8
votes

I have a stack of CSV files I want to parse - the problem is half of the have quote marks used as quote marks, and commas inside main field. They are not really CSV, but they do have a fixed number of fields that are identifiable. The dialect=csv."excel" setting works perfectly on files with out the extra " and , chars inside the field.

This data is old/unsupported. I am trying to push some life into it.

e.g.

"AAAAA
AAAA
AAAA
AAAA","AAAAAAAA


AAAAAA
AAAAA "AAAAAA" AAAAAAAAA
AAAAAAAAAAAAAAAAAAAAAAAAA, AAAAA
AAAAAAAAA AAAAA AAAAAAAAAA
AAAAA, "AAAAA", AAAAAAAAA
AAAAAAAA AAAAAAAA
AAAAAAA
"

This is tripping the file parser, and throws an error _csv.Error: newline inside string.

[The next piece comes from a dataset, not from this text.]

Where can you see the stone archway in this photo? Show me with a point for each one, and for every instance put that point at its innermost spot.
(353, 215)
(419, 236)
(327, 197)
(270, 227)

I narrrowed it down to this being the issue by removing the quote marks from inside the 2nd field and the csv.reader module parses the file OK.

Some of the fields are multi line - I'm not sure if thats important to know.

I have been poking around at the dialect settings, and whilst I can find 'skipinitialspace', this doesn't seem to solve the problem.

To be clear - this is not valid 'CSV', its data objects that loosely follow a CSV structure, but have , and " chars inside the field test.

The lineterminator is \x0d\x0a

I have tried a number of goes at differnt permuations of doublequote and the quoting variable in the dialect module, but I can't get this parse correctly.

I can not be confident that a ," or ", combination exists only on field boundaries.

This problem only exists for one (the last) of several fields in the file, and there are several thousand files.

3
proper CSV uses two consecutive quote characters ("") to escape a quote character in a quoted field. Alternately, the field could be unquoted and no escape is neccesary, although commas and newlines cannot appear in such a field. Single quotes like this are not normally valid. Is it possible to modify the options of the source of your CSV data to better conform to the expectations of most other CSV readers (including python). - SingleNegationElimination
I inherited the data - and there is lots of it... So I can't do anything except build a parser that can pick it apart again. - Jay Gattuso
The are files not damaged, its badly/poorly structured as a CSV. "I inherited the data" is the exact 'excuse' - thats just what happens. The data is old / abandoned, and I want to resurrect it. - Jay Gattuso
PLEASE (if you want real help) edit your question to include coherently ALL the information you have dribbled out in comments plus what encoding is being used plus whether the non-quote-doubled field(s) appear(s) in constant columns plus what is the row separator (\n or \r\n) plus which of comma, \r, \n appear in which columns. As your data is "non-sharable", then mask it (and compress it) by substituting "A" for each contiguous string of alphabetic characters -- if that affects parsing then your data is absolutely stuffed -- and publish a comprehensive sample somewhere. - John Machin
@Johnmachin - noted, and edited. Thank you. - Jay Gattuso

3 Answers

11
votes

Have you tried passing csv.QUOTE_NONE via the quoting keyword arg? Without having some code or data to test this on, I have no way to know whether this actually works on your data, but it seems to work with the fragment you provided.

>>> import csv
>>> r = csv.reader(open('foo.csv', 'rb'), quoting=csv.QUOTE_NONE)
>>> for row in r: print row
... 
['"A"', '"B"', '"ccc "ccccccc" cccccc"']
4
votes

I'm not allowed to comment quite yet, so I'll post as an answer...

Assuming you are using commas as your delimiter, are there any commas within your data? If not, then you could do a massive find and replace to double all the quote characters after the first and before the last characters of the field prior to CSV processing.

2
votes

I would write a converter that would parse the initial csv and output a valid one. You can possibly use the ", or "\n as the mechanism for determining the the delimiting.